Don't worry. Python provides many libraries to help us implement this operation, such as urllib and requests. We can use these libraries to help us implement HTTP request operations. Both requests and responses can be expressed in the data structure provided by the class library. After a response is obtained, we only need to parse the Body part of the data structure, the source code of the webpage is obtained, so that we can use a program to obtain the webpage.
(2) extract information
After obtaining the webpage source code, we will analyze the webpage source code and extract the data we want. First, the most common method is regular expression extraction. This is a 10 thousand-bit method, but it is complicated and error-prone when constructing regular expressions.
In addition, because the webpage structure has certain rules, there are also some libraries that extract webpage information based on the webpage node attributes, CSS selector or XPath, such as Beautiful Soup, pyquery, and lxml. Using these libraries, We can efficiently and quickly extract webpage information, such as node attributes and text values.
Information Extraction is a very important part of crawlers. It can make messy data clear, so that we can process and analyze data later.
(3) Save data
After extracting information, we usually save the extracted data to a certain place for future use. There are a variety of storage formats, such as the TXT text or JSON text, or the database, such as MySQL and MongoDB, or the remote server, such as using SFTP for operations.
(4) Automation program
When it comes to automated programs, it means that crawlers can complete these operations on behalf of people. First of all, we can extract this information manually, but if the equivalent is very large or you want to quickly obtain a large amount of data, you must use the program. Crawler is an automated program that replaces us to complete this crawling job. It can perform various Exception Handling, error retry, and other operations during the crawling process to ensure continuous and efficient crawling.
2. what data can be captured?
We can see a variety of information on the Web page. The most common is the regular web page, which corresponds to HTML code, and the most common crawling is the HTML source code.
In addition, some web pages may return not HTML code, but a JSON string (most of the API interfaces use this format).

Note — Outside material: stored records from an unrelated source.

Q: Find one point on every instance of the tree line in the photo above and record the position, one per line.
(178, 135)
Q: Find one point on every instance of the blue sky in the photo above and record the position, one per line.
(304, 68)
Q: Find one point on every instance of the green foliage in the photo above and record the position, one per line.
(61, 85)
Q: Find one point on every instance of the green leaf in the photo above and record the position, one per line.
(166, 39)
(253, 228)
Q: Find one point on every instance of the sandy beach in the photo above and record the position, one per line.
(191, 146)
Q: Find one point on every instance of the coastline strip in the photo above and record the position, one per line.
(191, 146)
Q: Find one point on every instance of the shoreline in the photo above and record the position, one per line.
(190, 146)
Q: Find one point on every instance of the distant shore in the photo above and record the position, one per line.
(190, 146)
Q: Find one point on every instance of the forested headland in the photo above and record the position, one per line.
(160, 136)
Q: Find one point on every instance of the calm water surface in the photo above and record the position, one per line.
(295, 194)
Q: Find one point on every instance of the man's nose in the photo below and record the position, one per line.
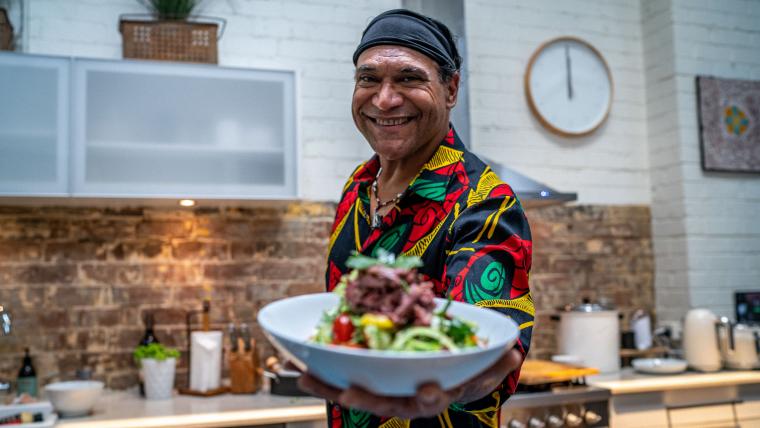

Data in this format can be easily transmitted and parsed, and they can also be crawled, in addition, data extraction is more convenient.
In addition, we can see a variety of binary data, such as slices, videos, and audios. With crawlers, we can capture the binary data and save it as the corresponding file name.
In addition, you can also see files with various extensions, such as CSS, JavaScript, and configuration files. These files are actually the most common files that can be accessed in a browser, you can capture it.
In fact, the above content corresponds to their respective URLs, which are based on HTTP or HTTPS protocol. crawlers can crawl such data.
3. JavaScript rendering page
Sometimes, when we capture a webpage using urllib or requests, the source code is actually different from what we see in the browser.
This is a very common problem. Currently, more and more web pages are built using Ajax and front-end modular tools. The entire web page may be rendered by JavaScript. That is to say, the original HTML code is an empty shell, for example:
<!DOCTYPE html>
body
There is only oneid
Iscontainer
But note thatbody
After the node is introduced, app. js is responsible for rendering the entire website.
When you open this page in a browser, the HTML content is first loaded, and then the browser will find that an app is introduced. js file, and then request the file. After obtaining the file, the JavaScript code will be executed, while JavaScript will change the HTML node and add content to it, the complete page is displayed.
However, when we request the current page using libraries such as urllib or requests, we only get this HTML code, which will not help us to continue loading this JavaScript file, so that we will not see the content in the browser.
This also explains why sometimes the source code we get is different from what we see in the browser.
Therefore, the source code obtained using the basic HTTP request library may be different from the page source code in the browser. In this case, we can analyze the background Ajax interface, or use libraries such as Selenium and Splash to simulate JavaScript rendering.
Later, we will detail how to collect JavaScript rendered web pages.
This section describes some basic principles of crawlers, which helps us to write crawlers later.